Dashboard Week Day 1 - EPA Environmental Regulations

by Andy Kriebel

When DS17 had dashboard week, the focus was primarily on analysis and design, with analysis being the most important. I wanted them finding insights in the data and learning to explore the “why” in the data.

There was some feedback, though (especially from previous cohorts), that it should have been harder and more data prep would have been useful. So I enlisted Ellie Mason (DS11) and Soha Elghany (DS9) to help me find data sets that provide a good balance of prep and analysis for DS18. They had some evil, devious grins on their faces when I asked for their help. To say they were excited would be a massive understatement. Thank you Soha and Ellie for your help!!

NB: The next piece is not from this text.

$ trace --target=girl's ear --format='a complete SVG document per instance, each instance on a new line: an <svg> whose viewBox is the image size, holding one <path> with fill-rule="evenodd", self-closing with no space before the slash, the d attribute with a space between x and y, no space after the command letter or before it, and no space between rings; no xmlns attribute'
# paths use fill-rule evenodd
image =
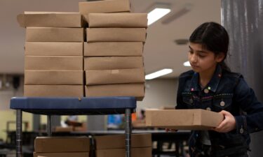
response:
<svg viewBox="0 0 263 157"><path fill-rule="evenodd" d="M217 55L216 55L216 57L215 57L215 61L216 61L217 63L220 63L220 62L222 61L224 59L224 54L223 52L220 52L220 53L217 54Z"/></svg>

The basic idea for Dashboard Week is that the team is given a data source, they prep the data, they do analysis, create a visualization, and write a blog post. Most of DS18 has done little blogging, so this should be a good way for them to get back into the flow.

Here are the rules that are common across each day:

  1. They MUST work independently.
  2. Everything MUST be done by 5pm (so that I can write a recap blog post).
  3. They MUST leave their laptops at work in the evening.
  4. The next morning, they present back the previous day’s work. This time will change a bit through the week.
  5. No complaining!
  6. Pay attention; requirements may change day-to-day.

The focus for day 1 is big data and the subject is information the EPA (in the US) collects about facilities or sites subject to environmental regulation. The data is available on the EPA website.

There are a LOT of fields, so they’d be wise to read the documentation before they get started. I’m most curious to see how they approach analyzing the data. There are lots of rabbit holes and traps to fall into that WILL significantly hinder their progress and the quality of their work. Let’s see who can avoid those.